3 shippers settle charges of U.S. export control violations
The U.S. Commerce Department said Metric Equipment Sales of Hayward, Calif., has agreed to settle criminal and civil charges that it illegally exported oscilloscopes from the United States to Israel.
On March 21, Metric pled guilty to one felony count of violating the International Emergency Economic Powers Act by exporting an oscilloscope to Israel without a license. The Commerce Department’s Bureau of Industry and Security (BIS) controls the export of these devices for nuclear nonproliferation and antiterrorism purposes. Metric was sentenced to pay a criminal fine of $50,000, placed on three years probation and ordered to serve 250 hours of community service.
In a related administrative case, Metric agreed to pay BIS a $150,000 civil penalty, and to a suspended five year denial of its export privileges under the Export Administration Regulations. Metric also will perform an audit of its internal export compliance program and forward the results to BIS’s Office of Export Enforcement. BIS suspended the five-year denial of export privileges provide that Metric commits no more violations.
BIS charged that during January-December 2001, Metric committed 31 violations of the Export Administration Regulations. BIS alleged that Metric committed 10 violations by exporting items without the required licenses, 10 violations by transferring items with the knowledge that a violation of the Export Administration Regulations, and 11 violations by making false statements on shipper’s export declarations.
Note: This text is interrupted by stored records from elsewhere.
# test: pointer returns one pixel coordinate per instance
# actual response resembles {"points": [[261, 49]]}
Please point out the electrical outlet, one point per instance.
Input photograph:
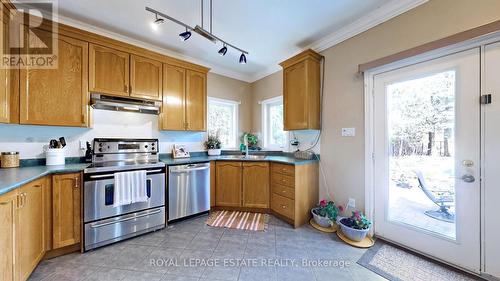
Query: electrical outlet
{"points": [[83, 145], [348, 132], [351, 203]]}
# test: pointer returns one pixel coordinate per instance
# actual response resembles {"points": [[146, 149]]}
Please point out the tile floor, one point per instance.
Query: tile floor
{"points": [[191, 250]]}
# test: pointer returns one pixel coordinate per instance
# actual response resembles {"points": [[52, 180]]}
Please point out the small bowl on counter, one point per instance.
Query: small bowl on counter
{"points": [[10, 159]]}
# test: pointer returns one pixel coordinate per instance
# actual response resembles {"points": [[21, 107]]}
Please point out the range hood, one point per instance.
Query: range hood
{"points": [[100, 101]]}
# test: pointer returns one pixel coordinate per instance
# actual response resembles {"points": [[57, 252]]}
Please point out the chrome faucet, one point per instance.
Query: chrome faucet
{"points": [[245, 142]]}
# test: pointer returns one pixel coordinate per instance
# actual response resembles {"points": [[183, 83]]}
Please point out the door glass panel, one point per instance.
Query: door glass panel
{"points": [[421, 127]]}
In another case, Medi-Link International in the United Kingdom agreed to pay a $17,500 administrative penalty to settle charges that it failed to comply with reporting and record keeping requirements in violation of the Export Administration Regulations.
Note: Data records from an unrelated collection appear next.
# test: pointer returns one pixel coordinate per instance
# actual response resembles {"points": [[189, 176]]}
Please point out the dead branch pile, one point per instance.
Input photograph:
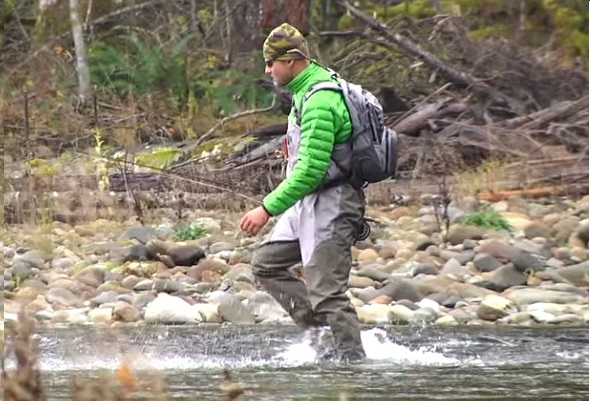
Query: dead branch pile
{"points": [[476, 100]]}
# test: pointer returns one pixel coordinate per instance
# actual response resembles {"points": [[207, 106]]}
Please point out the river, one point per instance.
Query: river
{"points": [[277, 363]]}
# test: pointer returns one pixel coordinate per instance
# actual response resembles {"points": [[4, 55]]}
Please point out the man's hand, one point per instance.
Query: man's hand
{"points": [[254, 220]]}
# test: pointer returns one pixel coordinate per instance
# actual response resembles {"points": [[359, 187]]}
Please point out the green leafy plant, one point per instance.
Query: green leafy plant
{"points": [[488, 219], [189, 232]]}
BIS charged that between June 15, 1999, and Aug. 15, 2002, Medi-Link failed to maintain the required paperwork for seven transactions subject to the regulations. The Export Administration Regulations require that certain export control records be kept for a period of five years.
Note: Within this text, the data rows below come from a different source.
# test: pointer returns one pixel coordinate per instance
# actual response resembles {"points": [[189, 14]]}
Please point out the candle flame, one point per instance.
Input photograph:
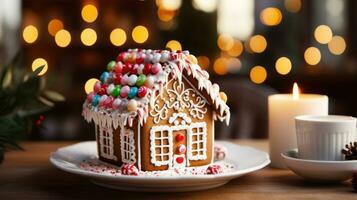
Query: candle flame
{"points": [[295, 91]]}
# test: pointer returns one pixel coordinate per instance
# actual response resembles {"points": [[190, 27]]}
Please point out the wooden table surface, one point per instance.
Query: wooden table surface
{"points": [[29, 175]]}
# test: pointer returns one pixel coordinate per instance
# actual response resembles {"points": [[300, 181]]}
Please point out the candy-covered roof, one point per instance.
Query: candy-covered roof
{"points": [[129, 86]]}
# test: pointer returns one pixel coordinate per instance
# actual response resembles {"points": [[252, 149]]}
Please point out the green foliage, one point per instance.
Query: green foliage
{"points": [[22, 98]]}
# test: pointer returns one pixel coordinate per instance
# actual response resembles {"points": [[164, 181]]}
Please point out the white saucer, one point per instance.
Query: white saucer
{"points": [[319, 170], [245, 160]]}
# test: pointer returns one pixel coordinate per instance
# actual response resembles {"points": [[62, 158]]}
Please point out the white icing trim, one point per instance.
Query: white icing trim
{"points": [[161, 146], [127, 145], [201, 152], [139, 147], [106, 142]]}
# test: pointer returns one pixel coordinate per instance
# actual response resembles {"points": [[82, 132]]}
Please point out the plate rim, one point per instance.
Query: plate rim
{"points": [[286, 156], [55, 161]]}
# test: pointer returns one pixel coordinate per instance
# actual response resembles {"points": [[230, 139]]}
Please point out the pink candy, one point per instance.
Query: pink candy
{"points": [[124, 79], [102, 100], [90, 97], [149, 82], [156, 68], [214, 169], [124, 91], [116, 103], [97, 87], [143, 90], [129, 169]]}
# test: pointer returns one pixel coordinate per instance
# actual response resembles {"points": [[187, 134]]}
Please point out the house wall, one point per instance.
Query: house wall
{"points": [[146, 164]]}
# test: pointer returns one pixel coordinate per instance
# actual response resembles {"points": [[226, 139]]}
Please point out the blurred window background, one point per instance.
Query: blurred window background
{"points": [[252, 48]]}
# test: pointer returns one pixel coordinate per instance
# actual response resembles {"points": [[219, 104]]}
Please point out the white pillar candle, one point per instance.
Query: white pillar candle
{"points": [[282, 109]]}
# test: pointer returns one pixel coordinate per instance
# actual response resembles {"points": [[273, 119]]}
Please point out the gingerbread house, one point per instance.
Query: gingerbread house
{"points": [[155, 109]]}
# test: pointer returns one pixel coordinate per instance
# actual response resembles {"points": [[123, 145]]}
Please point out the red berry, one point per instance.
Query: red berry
{"points": [[103, 90], [140, 59], [117, 80], [147, 68], [118, 68], [179, 160], [134, 70], [143, 90], [180, 137], [121, 57], [127, 68]]}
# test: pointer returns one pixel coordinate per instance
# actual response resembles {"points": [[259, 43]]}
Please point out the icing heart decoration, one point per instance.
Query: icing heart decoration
{"points": [[214, 169], [129, 169]]}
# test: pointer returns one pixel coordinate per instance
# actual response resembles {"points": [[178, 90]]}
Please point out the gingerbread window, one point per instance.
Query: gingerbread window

Teledyne Energy Systems of Hunt Valley, Md., agreed to pay a $16,500 civil penalty to settle charges that it exported power plant technical data to an organization in India in violation of the Export Administration Regulations.
BIS charged that on three occasions in 1999 and 2000, Teledyne illegally exported technical information on proposed power plants from United States to Bharat Heavy Electricals Ltd. in New Delhi without the required licenses. At the time of the export, the Indian company was the BIS’s Entity List, which is a compilation of end users who pose a risk of diverting technology to weapons programs.
BIS said Teledyne voluntarily self-disclosed the violations and cooperated fully in the investigation.